Edge control is a big part of the beauty routine for women with natural hair. You can spend 20 minutes securing the edges of your hair perfectly in place, and then it only takes five minutes of sweating rushing to the subway for them to get frizzy and go rogue. Experts have recently found a solution for this predicament: neurotoxins.
Montclair, NJ dermatologist Jeanine B. Downie, MD, tells us she’s “pleased to say that part of the reason this is all the rage” is because of her technique. “I introduced this on Instagram a few weeks ago, and my phones have been going crazy.” She adds that it’s “a great technique to decrease freezing and sweating in the edges of the hair. I think it is safe and I do it for myself and my patients.”
In another video, Dr. Downie explains that the technique involves a little bit of micro neurotoxins, injected off label, into the hairline to prevent sweating. “For the real edge control, which is helping with sweating to keep your hair together on your edges, I use Botox. I use 30 units altogether around the crown of the hair with a two CC dilution,” explains Dr. Downie.
Who is a good candidate?
Dr. Downie says this technique is great for lace fronts, weaves, straightened hair and braids. While this treatment was developed for women with natural hair in mind, Dr. Downie says, it could also be beneficial for “any woman that doesn’t want to sweat her hair out or is worried about her blowout. This has application with Black, White, Latino, Asian and Native American women.”

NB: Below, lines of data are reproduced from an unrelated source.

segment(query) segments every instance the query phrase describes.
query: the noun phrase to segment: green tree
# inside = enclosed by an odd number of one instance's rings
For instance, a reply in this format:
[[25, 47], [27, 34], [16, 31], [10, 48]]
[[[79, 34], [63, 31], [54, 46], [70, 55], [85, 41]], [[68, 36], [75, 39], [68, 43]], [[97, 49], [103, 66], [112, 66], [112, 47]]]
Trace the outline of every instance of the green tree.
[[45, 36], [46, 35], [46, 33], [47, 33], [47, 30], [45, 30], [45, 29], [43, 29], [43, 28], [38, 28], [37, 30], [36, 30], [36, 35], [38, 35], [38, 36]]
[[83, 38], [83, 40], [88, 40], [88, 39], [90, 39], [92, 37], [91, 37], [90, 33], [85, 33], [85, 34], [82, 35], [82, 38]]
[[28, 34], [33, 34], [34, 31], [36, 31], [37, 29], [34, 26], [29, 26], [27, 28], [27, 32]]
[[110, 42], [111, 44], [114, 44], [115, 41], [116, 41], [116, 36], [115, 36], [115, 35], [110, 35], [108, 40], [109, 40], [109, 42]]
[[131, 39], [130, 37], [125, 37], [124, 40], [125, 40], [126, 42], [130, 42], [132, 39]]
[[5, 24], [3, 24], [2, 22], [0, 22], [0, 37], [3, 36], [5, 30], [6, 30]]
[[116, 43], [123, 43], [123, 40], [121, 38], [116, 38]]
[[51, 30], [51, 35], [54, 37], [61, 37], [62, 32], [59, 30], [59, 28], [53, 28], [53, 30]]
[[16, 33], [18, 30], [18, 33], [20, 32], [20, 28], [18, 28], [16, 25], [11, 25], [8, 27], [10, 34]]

She notes that it’s great for “women that don’t exercise enough because of frizzy flyaways in the front of their hair.” Dr. Downie, always the advocate for exercise—she works out seven days a week herself—says we can’t have our hair standing in the way of getting good exercise.
How do neurotoxins prevent sweating?
It’s not uncommon that people get neurotoxin injections in their armpits to slow their sweating, and the same technique is being applied to the forehead. The injections work to “stop sweating by blocking the release of acetylcholine from presynaptic nerve endings,” explains New York dermatologist Michelle Henry, MD. “This effectively inhibits the communication between nerves and sweat glands, leading to a decrease in sweating.”
Dr. Downie explains that the nervous system activates sweat glands when your body temperature rises in an effort to cool itself. “In people with hyperhidrosis, however, the nerves that signal the sweat glands are overactive,” which is when neurotoxins can come in handy.
Will it actually help with edge control?
When a neurotoxin is “injected into the scalp or hairline area, it blocks the signals from the nerves that stimulate the sweat glands, thereby reducing the amount of sweat that is produced. This can be effective in reducing sweating in the hairline,” says Dr. Henry. “This reduction in sweating can help to maintain the style of the hair.”
Is it safe?
Dr. Henry says the main question she gets is regarding safety, and she ensures us that the treatment is safe. “We have two to four million sweat glands, so reducing a few hundred or thousand will not affect thermoregulation. Furthermore, our kidneys, liver and intestines are the organs that excrete toxins, not our sweat glands.” Dr. Downie says the treatment won’t result in hair loss and notes there’s even “been small studies that show the opposite when Botox is injected into the hairline it can actually promote hair growth.”